The allogeneic dendritic cells that are the basis for Immunicum’s technology platforms are designed to be potent immune primers that both recruit and activate the patient’s own immune cells, and stimulate them towards a targeted cell-killing (or: cytotoxic) immune response, which is required to attack cancer cells. In addition, Immunicum is exploiting these allogeneic dendritic cells in different ways to educate the immune system to recognize the cancer cells. The immune system recognizes foreign invaders or cancer cells by specific abnormal molecules, called antigens. The concept of “neoantigens”, a recent development in cancer research, is used to describe the specific mutated proteins for each patient’s cancer cells. Neoantigens are now increasingly recognized as important targets for immune system activation and considered a key part of stimulating a potent immune response in each patient.
Immunicum’s development pipeline includes three distinct approaches. Its lead product ilixadencel, currently in Phase II clinical evaluation, uses the patient’s own tumor as a direct neoantigen source by injecting the allogeneic dendritic cells directly into the patient’s tumor.
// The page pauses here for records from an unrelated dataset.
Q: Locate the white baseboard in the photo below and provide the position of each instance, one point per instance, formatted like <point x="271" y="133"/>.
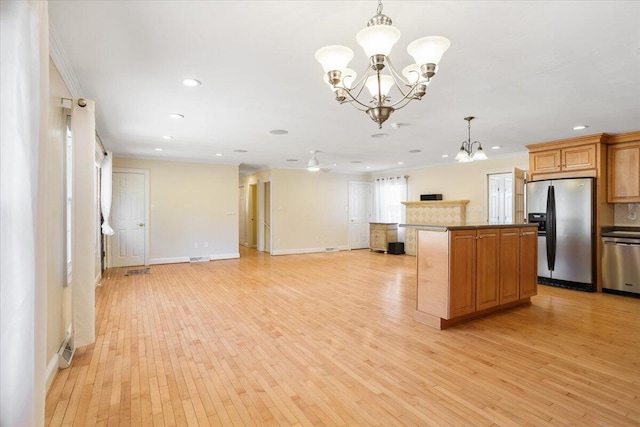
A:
<point x="52" y="370"/>
<point x="186" y="258"/>
<point x="306" y="250"/>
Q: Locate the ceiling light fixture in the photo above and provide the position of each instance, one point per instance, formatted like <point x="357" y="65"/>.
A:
<point x="313" y="165"/>
<point x="377" y="39"/>
<point x="191" y="82"/>
<point x="466" y="153"/>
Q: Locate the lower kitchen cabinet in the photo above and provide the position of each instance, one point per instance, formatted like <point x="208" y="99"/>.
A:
<point x="464" y="273"/>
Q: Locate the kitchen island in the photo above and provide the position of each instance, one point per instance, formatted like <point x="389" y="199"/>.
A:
<point x="471" y="270"/>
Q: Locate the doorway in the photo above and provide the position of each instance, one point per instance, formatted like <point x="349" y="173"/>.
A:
<point x="253" y="216"/>
<point x="505" y="197"/>
<point x="360" y="203"/>
<point x="267" y="216"/>
<point x="130" y="218"/>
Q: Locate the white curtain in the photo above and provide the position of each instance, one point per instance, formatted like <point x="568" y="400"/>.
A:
<point x="106" y="193"/>
<point x="84" y="223"/>
<point x="389" y="193"/>
<point x="24" y="87"/>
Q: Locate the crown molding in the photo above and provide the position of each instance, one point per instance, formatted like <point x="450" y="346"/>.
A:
<point x="61" y="61"/>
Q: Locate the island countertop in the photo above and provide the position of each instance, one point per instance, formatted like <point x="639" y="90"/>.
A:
<point x="465" y="226"/>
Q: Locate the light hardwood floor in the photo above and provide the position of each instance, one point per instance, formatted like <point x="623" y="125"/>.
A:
<point x="328" y="339"/>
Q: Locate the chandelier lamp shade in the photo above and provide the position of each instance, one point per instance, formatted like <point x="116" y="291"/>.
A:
<point x="466" y="153"/>
<point x="380" y="77"/>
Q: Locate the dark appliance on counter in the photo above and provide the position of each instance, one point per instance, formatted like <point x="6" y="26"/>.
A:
<point x="564" y="212"/>
<point x="424" y="197"/>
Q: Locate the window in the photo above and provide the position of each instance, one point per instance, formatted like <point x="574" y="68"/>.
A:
<point x="389" y="193"/>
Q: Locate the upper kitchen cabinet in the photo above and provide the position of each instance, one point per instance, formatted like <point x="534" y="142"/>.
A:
<point x="569" y="158"/>
<point x="624" y="168"/>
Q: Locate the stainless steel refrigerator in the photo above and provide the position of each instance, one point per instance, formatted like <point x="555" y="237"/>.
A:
<point x="564" y="211"/>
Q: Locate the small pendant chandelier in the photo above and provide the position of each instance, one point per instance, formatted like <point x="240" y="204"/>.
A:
<point x="377" y="39"/>
<point x="466" y="153"/>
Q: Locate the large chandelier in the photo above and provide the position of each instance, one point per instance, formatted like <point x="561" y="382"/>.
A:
<point x="466" y="153"/>
<point x="377" y="39"/>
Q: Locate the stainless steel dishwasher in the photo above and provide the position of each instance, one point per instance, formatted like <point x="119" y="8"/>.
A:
<point x="621" y="262"/>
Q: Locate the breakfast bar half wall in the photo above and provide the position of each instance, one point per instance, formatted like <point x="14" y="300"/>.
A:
<point x="436" y="212"/>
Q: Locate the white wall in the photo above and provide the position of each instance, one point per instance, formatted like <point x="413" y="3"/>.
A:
<point x="190" y="203"/>
<point x="309" y="210"/>
<point x="460" y="181"/>
<point x="58" y="297"/>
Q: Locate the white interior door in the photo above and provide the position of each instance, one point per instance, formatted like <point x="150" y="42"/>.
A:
<point x="518" y="196"/>
<point x="128" y="219"/>
<point x="242" y="220"/>
<point x="359" y="214"/>
<point x="500" y="203"/>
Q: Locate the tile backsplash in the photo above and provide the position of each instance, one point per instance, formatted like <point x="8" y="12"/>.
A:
<point x="626" y="214"/>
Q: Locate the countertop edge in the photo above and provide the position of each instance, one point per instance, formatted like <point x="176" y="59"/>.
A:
<point x="443" y="228"/>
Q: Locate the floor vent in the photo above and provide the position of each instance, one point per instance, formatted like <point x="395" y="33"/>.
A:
<point x="66" y="352"/>
<point x="141" y="271"/>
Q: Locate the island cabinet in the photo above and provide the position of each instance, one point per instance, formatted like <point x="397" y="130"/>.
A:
<point x="468" y="273"/>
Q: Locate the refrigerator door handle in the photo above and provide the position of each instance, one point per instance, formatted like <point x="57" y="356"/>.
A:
<point x="551" y="228"/>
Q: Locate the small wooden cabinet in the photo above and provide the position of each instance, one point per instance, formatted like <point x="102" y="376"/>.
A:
<point x="624" y="168"/>
<point x="467" y="273"/>
<point x="380" y="234"/>
<point x="573" y="158"/>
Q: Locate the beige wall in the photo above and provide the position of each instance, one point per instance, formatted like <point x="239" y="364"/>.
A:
<point x="460" y="181"/>
<point x="58" y="297"/>
<point x="623" y="214"/>
<point x="309" y="210"/>
<point x="190" y="203"/>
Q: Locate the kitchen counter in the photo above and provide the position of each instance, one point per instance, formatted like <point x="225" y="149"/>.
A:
<point x="466" y="271"/>
<point x="465" y="226"/>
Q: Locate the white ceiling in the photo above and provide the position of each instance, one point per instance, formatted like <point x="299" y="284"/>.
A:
<point x="528" y="70"/>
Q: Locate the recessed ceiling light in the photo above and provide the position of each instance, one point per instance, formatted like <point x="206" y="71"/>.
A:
<point x="191" y="82"/>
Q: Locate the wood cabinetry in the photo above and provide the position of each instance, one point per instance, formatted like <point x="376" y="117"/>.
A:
<point x="624" y="168"/>
<point x="463" y="280"/>
<point x="580" y="157"/>
<point x="380" y="234"/>
<point x="467" y="273"/>
<point x="572" y="158"/>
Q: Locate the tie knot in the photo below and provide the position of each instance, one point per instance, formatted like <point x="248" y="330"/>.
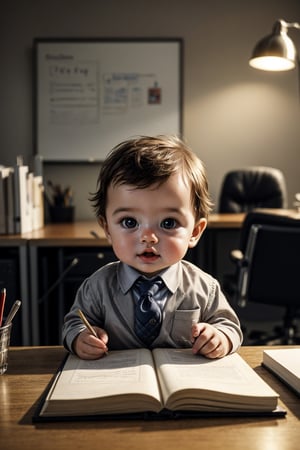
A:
<point x="145" y="286"/>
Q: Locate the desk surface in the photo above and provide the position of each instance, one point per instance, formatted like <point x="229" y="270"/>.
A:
<point x="31" y="368"/>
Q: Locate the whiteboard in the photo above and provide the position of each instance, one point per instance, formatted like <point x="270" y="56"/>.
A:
<point x="93" y="94"/>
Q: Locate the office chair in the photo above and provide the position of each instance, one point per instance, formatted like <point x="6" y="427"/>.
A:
<point x="252" y="187"/>
<point x="268" y="269"/>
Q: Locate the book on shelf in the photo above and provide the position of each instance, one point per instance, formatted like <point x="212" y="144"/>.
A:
<point x="170" y="383"/>
<point x="21" y="199"/>
<point x="285" y="363"/>
<point x="6" y="199"/>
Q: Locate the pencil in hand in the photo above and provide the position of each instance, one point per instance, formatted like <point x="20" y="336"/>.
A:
<point x="2" y="303"/>
<point x="86" y="322"/>
<point x="88" y="325"/>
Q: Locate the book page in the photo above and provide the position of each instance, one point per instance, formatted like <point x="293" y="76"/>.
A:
<point x="120" y="372"/>
<point x="285" y="363"/>
<point x="229" y="380"/>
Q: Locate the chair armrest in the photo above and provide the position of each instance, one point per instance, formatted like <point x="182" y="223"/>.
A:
<point x="237" y="256"/>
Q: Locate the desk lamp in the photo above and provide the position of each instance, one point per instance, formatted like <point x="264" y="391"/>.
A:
<point x="276" y="52"/>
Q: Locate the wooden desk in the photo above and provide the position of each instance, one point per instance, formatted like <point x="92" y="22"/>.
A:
<point x="31" y="368"/>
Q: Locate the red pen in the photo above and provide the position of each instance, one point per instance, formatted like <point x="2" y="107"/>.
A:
<point x="2" y="303"/>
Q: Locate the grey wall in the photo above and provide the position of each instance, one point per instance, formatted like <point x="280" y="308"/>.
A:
<point x="233" y="115"/>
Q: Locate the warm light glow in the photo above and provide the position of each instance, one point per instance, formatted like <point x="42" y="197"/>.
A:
<point x="272" y="63"/>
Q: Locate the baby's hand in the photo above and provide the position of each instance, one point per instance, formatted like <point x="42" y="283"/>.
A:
<point x="209" y="341"/>
<point x="87" y="346"/>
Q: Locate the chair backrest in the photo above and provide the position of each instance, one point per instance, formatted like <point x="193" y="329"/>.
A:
<point x="271" y="268"/>
<point x="264" y="218"/>
<point x="253" y="187"/>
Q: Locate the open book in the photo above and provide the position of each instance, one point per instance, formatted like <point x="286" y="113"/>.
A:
<point x="157" y="382"/>
<point x="285" y="363"/>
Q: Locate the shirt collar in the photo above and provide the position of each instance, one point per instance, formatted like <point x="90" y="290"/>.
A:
<point x="127" y="276"/>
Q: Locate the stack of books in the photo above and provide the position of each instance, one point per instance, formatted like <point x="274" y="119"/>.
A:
<point x="21" y="199"/>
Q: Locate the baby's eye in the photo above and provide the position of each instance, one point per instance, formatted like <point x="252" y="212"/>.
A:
<point x="169" y="223"/>
<point x="129" y="222"/>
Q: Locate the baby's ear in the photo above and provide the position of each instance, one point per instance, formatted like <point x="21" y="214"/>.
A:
<point x="197" y="232"/>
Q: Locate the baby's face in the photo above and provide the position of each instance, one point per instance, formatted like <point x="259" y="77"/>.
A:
<point x="152" y="228"/>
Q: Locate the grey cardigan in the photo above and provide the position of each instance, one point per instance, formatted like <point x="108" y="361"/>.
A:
<point x="193" y="295"/>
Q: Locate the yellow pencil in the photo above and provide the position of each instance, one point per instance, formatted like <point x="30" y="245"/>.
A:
<point x="86" y="322"/>
<point x="88" y="325"/>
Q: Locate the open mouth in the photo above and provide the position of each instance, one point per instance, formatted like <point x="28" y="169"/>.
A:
<point x="148" y="256"/>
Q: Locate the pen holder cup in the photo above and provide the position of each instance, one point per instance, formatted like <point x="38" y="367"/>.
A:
<point x="61" y="214"/>
<point x="5" y="332"/>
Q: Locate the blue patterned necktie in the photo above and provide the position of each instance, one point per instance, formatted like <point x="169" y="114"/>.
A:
<point x="147" y="312"/>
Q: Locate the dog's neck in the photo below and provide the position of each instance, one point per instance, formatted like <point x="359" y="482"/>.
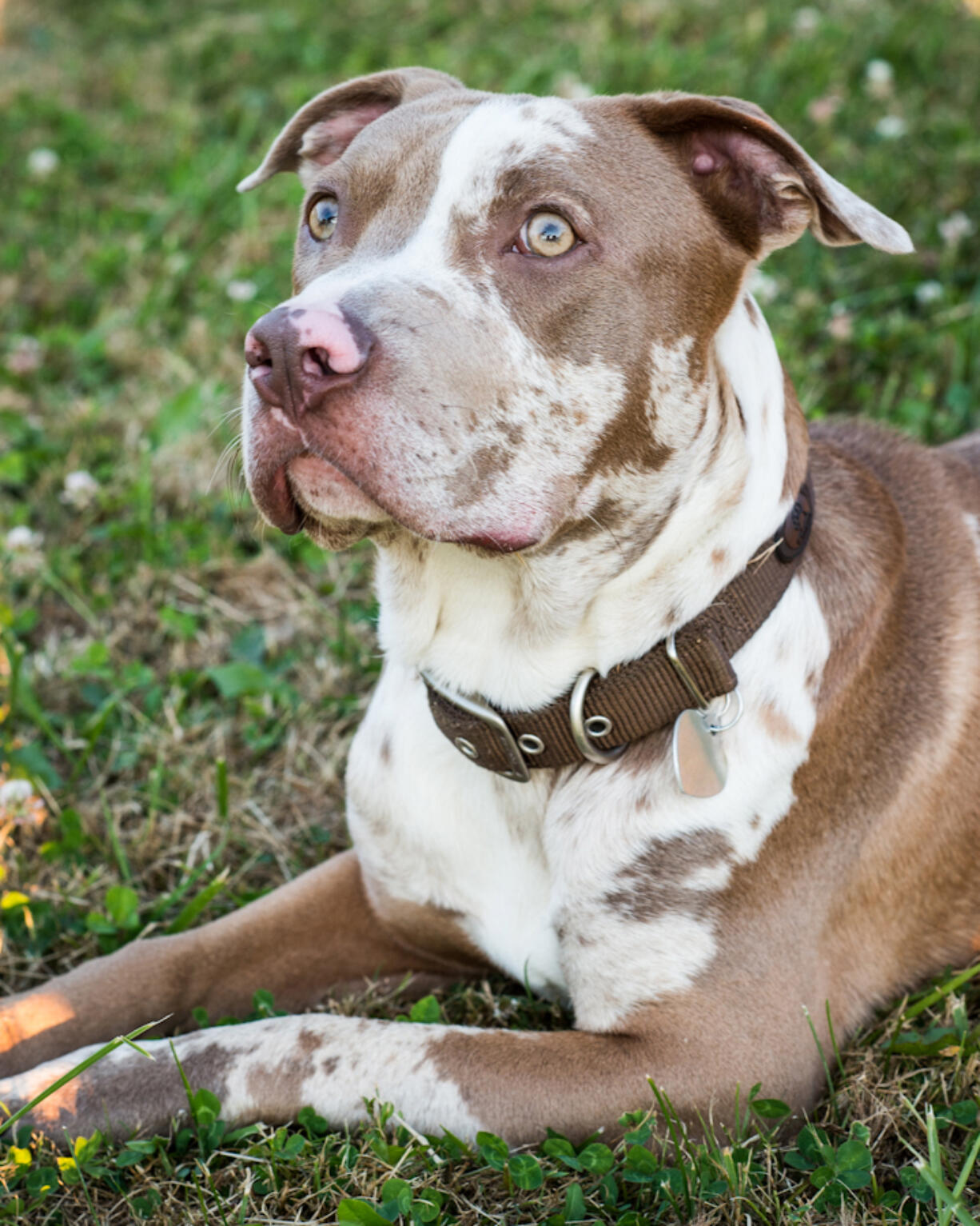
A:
<point x="519" y="629"/>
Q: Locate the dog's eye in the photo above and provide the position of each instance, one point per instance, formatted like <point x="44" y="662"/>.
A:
<point x="322" y="218"/>
<point x="548" y="234"/>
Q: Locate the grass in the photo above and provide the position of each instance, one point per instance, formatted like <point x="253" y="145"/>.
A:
<point x="179" y="687"/>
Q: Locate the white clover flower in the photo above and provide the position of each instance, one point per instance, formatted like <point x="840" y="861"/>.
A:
<point x="763" y="287"/>
<point x="880" y="78"/>
<point x="807" y="20"/>
<point x="20" y="805"/>
<point x="15" y="791"/>
<point x="954" y="227"/>
<point x="80" y="488"/>
<point x="42" y="162"/>
<point x="22" y="540"/>
<point x="241" y="291"/>
<point x="890" y="126"/>
<point x="570" y="86"/>
<point x="929" y="292"/>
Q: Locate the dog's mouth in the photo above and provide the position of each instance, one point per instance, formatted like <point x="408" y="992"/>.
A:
<point x="308" y="492"/>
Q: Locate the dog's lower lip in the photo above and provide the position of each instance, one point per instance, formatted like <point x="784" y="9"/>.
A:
<point x="290" y="517"/>
<point x="501" y="543"/>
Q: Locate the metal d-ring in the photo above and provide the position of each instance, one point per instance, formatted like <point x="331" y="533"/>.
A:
<point x="681" y="669"/>
<point x="580" y="726"/>
<point x="715" y="726"/>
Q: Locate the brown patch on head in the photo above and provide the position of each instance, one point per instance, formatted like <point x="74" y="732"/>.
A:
<point x="384" y="184"/>
<point x="655" y="883"/>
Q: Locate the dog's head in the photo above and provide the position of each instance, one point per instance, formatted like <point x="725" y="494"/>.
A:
<point x="494" y="296"/>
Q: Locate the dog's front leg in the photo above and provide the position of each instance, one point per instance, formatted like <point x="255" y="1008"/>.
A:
<point x="515" y="1084"/>
<point x="298" y="942"/>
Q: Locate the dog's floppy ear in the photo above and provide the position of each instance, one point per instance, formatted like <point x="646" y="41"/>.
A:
<point x="322" y="129"/>
<point x="763" y="188"/>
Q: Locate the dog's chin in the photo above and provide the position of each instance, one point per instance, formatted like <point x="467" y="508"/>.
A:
<point x="336" y="512"/>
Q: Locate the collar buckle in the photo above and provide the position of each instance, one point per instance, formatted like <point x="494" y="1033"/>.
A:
<point x="516" y="769"/>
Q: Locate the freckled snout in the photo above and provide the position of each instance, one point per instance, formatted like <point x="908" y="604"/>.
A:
<point x="298" y="354"/>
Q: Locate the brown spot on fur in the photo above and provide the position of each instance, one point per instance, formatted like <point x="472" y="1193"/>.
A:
<point x="775" y="724"/>
<point x="655" y="883"/>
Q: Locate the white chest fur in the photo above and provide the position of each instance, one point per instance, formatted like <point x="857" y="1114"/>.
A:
<point x="595" y="883"/>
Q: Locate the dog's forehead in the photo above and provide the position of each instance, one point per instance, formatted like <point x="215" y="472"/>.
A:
<point x="441" y="161"/>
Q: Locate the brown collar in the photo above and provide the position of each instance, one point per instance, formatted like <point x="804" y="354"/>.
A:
<point x="598" y="717"/>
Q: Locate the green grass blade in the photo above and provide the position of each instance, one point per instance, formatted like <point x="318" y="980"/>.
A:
<point x="80" y="1068"/>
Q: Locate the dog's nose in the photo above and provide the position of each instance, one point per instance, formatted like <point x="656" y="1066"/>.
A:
<point x="297" y="354"/>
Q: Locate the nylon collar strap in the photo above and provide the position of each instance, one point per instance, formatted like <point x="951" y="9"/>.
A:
<point x="643" y="695"/>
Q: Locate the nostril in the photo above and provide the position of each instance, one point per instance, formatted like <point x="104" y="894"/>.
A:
<point x="317" y="362"/>
<point x="257" y="352"/>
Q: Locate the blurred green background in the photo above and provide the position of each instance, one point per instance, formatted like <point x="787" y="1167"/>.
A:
<point x="177" y="685"/>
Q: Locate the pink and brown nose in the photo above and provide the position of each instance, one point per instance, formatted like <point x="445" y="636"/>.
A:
<point x="297" y="354"/>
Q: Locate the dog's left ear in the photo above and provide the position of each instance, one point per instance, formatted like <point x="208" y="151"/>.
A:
<point x="761" y="186"/>
<point x="320" y="131"/>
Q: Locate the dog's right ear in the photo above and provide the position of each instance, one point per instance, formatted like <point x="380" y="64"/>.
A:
<point x="322" y="129"/>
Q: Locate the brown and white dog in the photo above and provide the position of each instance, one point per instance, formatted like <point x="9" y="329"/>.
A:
<point x="522" y="358"/>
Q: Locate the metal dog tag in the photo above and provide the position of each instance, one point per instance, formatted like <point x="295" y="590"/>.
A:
<point x="699" y="765"/>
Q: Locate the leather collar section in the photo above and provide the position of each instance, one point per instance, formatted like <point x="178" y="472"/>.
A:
<point x="643" y="695"/>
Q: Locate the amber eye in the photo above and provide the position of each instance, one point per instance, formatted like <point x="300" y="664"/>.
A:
<point x="548" y="234"/>
<point x="322" y="218"/>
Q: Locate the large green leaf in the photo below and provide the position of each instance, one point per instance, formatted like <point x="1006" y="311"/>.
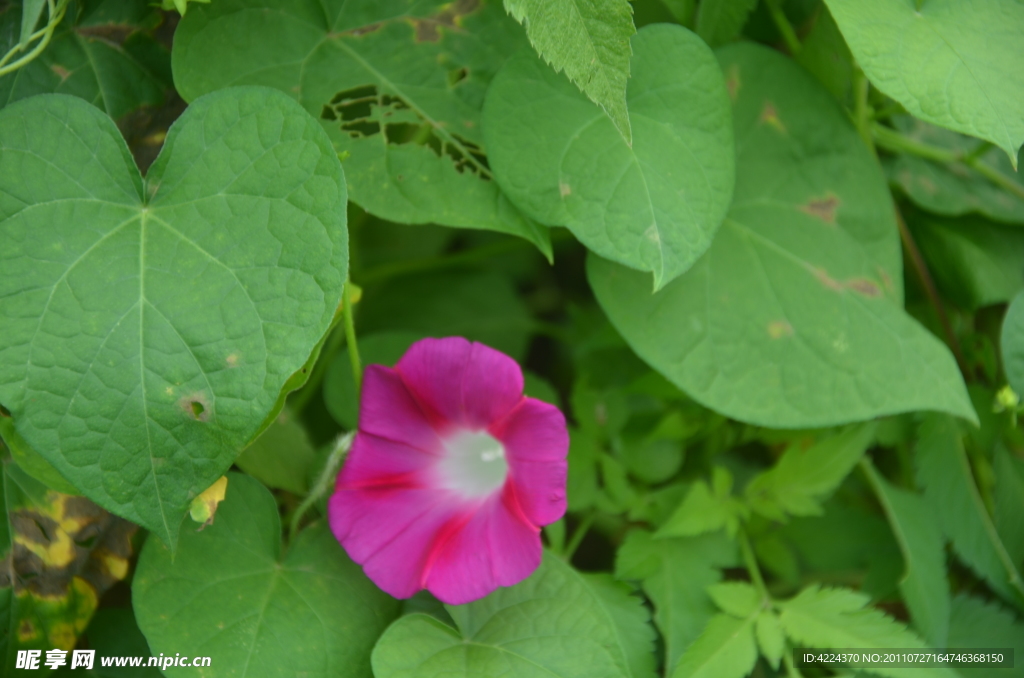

Immunicum’s IMM-2 technology platform (formerly SUBCUVAX®-Adenovirus) combines allogeneic dendritic cells with selected antigens (e.g. oncoviral antigens) or neoantigens (either through predicted neoantigens or by accessing material from the patients’ tumor) and can be injected in a different site, for example subcutaneously as a vaccine approach. In a third distinct opportunity to boost the efficacy of ex vivo immune cell modification treatments like CAR-T, Immunicum’s IMM-3 platform exploits its allogeneic dendritic cells outside of the body to enhance immune cell production with the goal of supporting CAR-T treatment efficacy in treating blood cancers and potentially solid tumors.